Dave has even learned to do some of the slaughtering himself.
“I feel better about myself knowing that the animals that I’m eating are raised here and there’s no factory farming involved. That’s why I don’t have a problem with the slaughter, so much. I don’t find it fun but it doesn’t disgust me because I know they had a really good life, and just one bad day at the end.”
Dave can make you the freshest ham and cheese sandwich you’ll ever eat.
“I make my own cheese. I make Wisconsin brick. I made gouda, cheddar, fromage blanc. I make my own bread. I have a grinder. I grind my own wheat seeds so I can make some wheat. I just started up with sour dough.”
That sandwich will go down easy.
“We have a lot of stuff brewing. A hefeweizen, a porter, some ginger ale. Just started doing merlot.”
Dave says farm life is a lot of work, but it’s very fulfilling. But he does miss some things about the city.
“I’m a gay guy and I’m living out in unincorporated Thurston County. Things are a little different than living on Capitol Hill, so that sometimes gets to me. But I have friends coming in pretty much every weekend from Seattle because it’s kind of new and fun for them. It keeps me sane.”
Dave and his best friend Steve have nicknamed themselves The Dairy Queens.
“Steve is really into knitting. Eventually he would like to shear the sheep and cart the wool and spin it into yarn and make hats and socks.”
Steve and Dave make quite the team when it comes to castrating the animals.
“Who knew that five years ago, living on Capitol Hill, that I’d be here castrating cows and pigs? But here I am! I have arrived!”
I avoided the castration and stuck to the cute. During our tour, a little barn cat named Hunter charged through the barn, climbed up my body, and spent 10 minutes wrapped around my shoulders purring. It was the first time I’ve done an interview wearing a cat scarf. And it only got cuter. Dave and I walked back to his house, ready for a slice of his homemade apple pie, and discovered a package on the back doorstep full of perfectly fuzzy baby chicks.

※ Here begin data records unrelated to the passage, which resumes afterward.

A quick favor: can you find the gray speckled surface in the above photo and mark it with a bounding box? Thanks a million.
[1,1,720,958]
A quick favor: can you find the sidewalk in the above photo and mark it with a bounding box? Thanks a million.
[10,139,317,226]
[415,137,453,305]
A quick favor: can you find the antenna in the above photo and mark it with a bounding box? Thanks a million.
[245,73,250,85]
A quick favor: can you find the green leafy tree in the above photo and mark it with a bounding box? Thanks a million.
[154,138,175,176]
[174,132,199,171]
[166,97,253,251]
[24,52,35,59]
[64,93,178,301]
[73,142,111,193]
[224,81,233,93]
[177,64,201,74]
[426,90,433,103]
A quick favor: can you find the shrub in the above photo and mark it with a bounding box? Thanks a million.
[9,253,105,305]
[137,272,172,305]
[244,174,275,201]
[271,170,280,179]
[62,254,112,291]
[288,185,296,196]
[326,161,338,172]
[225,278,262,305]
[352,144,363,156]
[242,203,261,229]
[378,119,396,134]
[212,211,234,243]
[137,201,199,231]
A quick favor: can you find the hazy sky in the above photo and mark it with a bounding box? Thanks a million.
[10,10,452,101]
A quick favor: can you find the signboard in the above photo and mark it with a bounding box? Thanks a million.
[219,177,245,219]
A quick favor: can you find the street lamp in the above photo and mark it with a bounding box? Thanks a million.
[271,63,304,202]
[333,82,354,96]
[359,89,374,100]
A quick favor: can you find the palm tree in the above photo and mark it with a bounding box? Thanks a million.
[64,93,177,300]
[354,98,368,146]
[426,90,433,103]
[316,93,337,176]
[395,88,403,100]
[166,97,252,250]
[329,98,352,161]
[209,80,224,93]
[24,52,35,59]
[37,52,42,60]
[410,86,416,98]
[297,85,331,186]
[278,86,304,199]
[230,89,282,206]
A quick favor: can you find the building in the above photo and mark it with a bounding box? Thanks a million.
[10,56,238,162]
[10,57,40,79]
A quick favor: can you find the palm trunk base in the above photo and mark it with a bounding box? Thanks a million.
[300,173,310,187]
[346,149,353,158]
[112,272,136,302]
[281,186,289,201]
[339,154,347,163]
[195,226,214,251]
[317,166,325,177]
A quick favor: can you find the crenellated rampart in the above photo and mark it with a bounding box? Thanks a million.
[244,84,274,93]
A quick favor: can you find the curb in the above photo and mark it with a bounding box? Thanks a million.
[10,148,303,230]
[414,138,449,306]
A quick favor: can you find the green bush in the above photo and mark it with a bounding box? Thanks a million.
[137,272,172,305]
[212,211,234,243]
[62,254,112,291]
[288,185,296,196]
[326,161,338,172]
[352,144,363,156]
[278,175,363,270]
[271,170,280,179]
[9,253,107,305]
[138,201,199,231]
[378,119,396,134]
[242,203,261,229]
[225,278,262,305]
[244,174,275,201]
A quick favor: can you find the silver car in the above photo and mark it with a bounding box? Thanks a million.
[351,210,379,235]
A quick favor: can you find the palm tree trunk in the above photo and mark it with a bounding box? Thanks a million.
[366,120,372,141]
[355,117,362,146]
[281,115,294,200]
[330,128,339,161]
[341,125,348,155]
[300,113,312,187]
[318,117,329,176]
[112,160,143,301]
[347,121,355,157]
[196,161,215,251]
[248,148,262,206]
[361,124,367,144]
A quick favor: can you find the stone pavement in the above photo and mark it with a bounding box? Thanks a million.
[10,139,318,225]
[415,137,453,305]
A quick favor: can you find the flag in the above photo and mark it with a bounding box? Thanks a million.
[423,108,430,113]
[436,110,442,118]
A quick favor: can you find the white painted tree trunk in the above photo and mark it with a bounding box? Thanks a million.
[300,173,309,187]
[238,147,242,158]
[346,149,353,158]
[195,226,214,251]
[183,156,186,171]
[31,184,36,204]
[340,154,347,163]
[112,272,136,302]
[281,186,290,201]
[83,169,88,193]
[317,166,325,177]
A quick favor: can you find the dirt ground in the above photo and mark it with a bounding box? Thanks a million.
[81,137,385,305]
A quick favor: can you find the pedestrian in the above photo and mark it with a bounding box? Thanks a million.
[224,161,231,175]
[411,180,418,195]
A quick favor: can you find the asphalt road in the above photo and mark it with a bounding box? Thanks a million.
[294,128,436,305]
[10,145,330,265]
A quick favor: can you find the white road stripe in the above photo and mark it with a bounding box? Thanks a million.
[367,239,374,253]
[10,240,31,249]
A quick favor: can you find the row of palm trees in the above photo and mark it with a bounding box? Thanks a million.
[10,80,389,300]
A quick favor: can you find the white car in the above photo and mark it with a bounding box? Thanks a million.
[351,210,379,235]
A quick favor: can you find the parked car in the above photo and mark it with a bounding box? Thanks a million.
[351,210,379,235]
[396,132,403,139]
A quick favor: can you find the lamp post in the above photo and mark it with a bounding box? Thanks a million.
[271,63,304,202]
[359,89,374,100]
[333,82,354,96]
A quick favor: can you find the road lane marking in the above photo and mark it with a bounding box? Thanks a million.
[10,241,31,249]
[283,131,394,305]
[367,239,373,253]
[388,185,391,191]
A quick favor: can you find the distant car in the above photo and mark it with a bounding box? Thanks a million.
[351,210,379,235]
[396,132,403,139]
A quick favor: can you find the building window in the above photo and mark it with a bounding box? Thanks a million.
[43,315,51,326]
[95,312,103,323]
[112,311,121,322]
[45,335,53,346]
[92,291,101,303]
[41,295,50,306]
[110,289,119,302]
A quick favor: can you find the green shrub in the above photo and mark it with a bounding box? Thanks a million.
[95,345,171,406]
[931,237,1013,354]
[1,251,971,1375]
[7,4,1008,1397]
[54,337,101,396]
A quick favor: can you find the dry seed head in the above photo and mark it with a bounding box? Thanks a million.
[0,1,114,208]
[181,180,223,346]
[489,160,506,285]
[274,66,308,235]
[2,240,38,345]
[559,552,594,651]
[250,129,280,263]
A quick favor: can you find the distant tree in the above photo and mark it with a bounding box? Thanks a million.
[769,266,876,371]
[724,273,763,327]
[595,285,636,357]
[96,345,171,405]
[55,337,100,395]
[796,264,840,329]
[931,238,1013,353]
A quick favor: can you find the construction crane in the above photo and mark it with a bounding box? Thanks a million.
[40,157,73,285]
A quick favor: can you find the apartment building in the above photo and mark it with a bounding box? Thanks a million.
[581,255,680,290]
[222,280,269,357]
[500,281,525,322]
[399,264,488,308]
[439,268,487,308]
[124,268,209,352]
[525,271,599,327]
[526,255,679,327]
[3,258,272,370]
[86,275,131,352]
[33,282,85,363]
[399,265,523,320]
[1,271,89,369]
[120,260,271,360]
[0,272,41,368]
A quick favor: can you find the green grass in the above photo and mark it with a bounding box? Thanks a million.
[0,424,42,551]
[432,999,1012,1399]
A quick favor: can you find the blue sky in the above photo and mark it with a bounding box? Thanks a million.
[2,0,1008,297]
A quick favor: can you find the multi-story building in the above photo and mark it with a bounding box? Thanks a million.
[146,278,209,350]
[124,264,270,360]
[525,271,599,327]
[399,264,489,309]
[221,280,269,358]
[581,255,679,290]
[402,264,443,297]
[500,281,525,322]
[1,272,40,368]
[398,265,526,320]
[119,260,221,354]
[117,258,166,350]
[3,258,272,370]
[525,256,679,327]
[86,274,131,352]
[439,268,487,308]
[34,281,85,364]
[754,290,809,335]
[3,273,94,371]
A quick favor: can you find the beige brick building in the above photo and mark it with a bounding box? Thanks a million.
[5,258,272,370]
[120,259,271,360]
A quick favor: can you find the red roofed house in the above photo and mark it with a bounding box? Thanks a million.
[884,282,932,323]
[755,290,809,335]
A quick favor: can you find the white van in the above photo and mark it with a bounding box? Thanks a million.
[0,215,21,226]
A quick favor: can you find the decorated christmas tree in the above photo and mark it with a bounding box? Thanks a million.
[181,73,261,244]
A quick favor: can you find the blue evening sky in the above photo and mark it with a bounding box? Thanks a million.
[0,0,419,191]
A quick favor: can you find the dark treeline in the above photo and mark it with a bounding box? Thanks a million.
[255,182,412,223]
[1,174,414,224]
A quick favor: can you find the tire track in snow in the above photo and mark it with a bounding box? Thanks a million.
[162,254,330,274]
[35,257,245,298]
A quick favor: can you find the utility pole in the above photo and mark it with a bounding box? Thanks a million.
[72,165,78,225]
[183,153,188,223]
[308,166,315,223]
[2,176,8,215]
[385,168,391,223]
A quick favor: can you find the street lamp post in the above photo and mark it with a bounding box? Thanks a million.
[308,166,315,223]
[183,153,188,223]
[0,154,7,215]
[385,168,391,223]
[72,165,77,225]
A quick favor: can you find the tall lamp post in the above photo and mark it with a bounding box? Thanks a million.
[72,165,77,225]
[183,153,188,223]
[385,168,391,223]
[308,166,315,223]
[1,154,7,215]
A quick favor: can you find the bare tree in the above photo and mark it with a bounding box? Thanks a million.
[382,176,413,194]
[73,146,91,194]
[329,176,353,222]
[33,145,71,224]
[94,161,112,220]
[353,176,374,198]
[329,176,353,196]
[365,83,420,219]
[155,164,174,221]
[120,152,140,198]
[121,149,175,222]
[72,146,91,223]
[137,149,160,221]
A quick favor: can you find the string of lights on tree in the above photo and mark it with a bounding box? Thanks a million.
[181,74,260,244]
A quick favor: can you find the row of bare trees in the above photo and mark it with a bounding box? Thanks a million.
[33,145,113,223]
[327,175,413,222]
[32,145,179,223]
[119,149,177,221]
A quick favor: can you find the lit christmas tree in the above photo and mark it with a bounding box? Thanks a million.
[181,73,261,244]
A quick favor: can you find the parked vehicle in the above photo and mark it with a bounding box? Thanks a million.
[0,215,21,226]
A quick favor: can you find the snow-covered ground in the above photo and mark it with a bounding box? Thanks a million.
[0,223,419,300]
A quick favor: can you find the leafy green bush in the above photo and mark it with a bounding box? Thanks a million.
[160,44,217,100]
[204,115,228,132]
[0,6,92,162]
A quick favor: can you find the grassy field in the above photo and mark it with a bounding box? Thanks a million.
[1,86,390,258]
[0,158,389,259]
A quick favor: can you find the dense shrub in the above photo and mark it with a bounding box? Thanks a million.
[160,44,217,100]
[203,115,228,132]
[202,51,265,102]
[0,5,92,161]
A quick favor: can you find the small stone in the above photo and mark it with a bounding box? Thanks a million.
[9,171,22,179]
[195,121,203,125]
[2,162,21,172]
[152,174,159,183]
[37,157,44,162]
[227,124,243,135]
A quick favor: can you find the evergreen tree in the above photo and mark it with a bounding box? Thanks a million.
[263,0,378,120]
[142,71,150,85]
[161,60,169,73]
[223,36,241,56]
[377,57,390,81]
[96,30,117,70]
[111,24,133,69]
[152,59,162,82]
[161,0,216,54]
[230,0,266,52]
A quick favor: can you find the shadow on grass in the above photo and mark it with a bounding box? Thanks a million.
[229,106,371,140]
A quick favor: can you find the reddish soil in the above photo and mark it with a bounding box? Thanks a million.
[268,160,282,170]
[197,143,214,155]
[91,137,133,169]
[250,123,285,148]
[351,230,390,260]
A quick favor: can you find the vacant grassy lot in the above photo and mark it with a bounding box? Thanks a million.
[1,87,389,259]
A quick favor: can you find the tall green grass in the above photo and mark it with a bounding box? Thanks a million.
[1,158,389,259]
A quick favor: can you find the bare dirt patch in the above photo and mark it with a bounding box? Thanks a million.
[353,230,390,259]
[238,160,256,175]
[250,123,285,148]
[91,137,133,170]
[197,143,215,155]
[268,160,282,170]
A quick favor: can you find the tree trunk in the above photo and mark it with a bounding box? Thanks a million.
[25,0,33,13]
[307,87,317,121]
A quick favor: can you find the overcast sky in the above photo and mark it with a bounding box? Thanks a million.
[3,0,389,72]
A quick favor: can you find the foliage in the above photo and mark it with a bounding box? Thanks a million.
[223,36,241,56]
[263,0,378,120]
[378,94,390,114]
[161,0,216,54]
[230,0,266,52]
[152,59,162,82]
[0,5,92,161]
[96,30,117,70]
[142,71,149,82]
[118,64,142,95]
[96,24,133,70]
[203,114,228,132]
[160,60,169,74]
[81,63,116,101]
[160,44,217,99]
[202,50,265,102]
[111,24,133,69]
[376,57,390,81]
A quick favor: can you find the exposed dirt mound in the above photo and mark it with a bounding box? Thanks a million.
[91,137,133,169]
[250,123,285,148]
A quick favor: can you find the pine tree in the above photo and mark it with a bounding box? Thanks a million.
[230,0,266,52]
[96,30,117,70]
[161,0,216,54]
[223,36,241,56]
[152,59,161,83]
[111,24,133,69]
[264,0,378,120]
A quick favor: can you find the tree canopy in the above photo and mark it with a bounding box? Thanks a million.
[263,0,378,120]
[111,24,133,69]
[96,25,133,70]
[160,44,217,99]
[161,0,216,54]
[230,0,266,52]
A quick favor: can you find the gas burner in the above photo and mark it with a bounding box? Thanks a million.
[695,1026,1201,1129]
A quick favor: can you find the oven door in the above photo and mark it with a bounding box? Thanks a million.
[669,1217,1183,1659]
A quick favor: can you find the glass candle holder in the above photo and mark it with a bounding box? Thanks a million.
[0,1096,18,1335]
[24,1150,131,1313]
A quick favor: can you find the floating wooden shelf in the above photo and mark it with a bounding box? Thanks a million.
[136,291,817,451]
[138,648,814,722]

Dave is officially a country mouse. He says his nights are much quieter.
“Now when I fall asleep, I hear the pigs snoring or grunting in the middle of the night. That’s what’s normal for me!”
The calls and faxes have slowed down.
“I don’t have a cell phone now.”
Dave says he can’t see himself moving back to the city.
“I don’t have tons of money but I’m happy, I’m comfortable. What else do I need? You can keep saving and saving and saving for retirement and have a lot of money in the bank and you’ll be dead. I got a lot of beef in the bank! I don’t have a lot of money, but I have a lot of beef, pork and chicken.”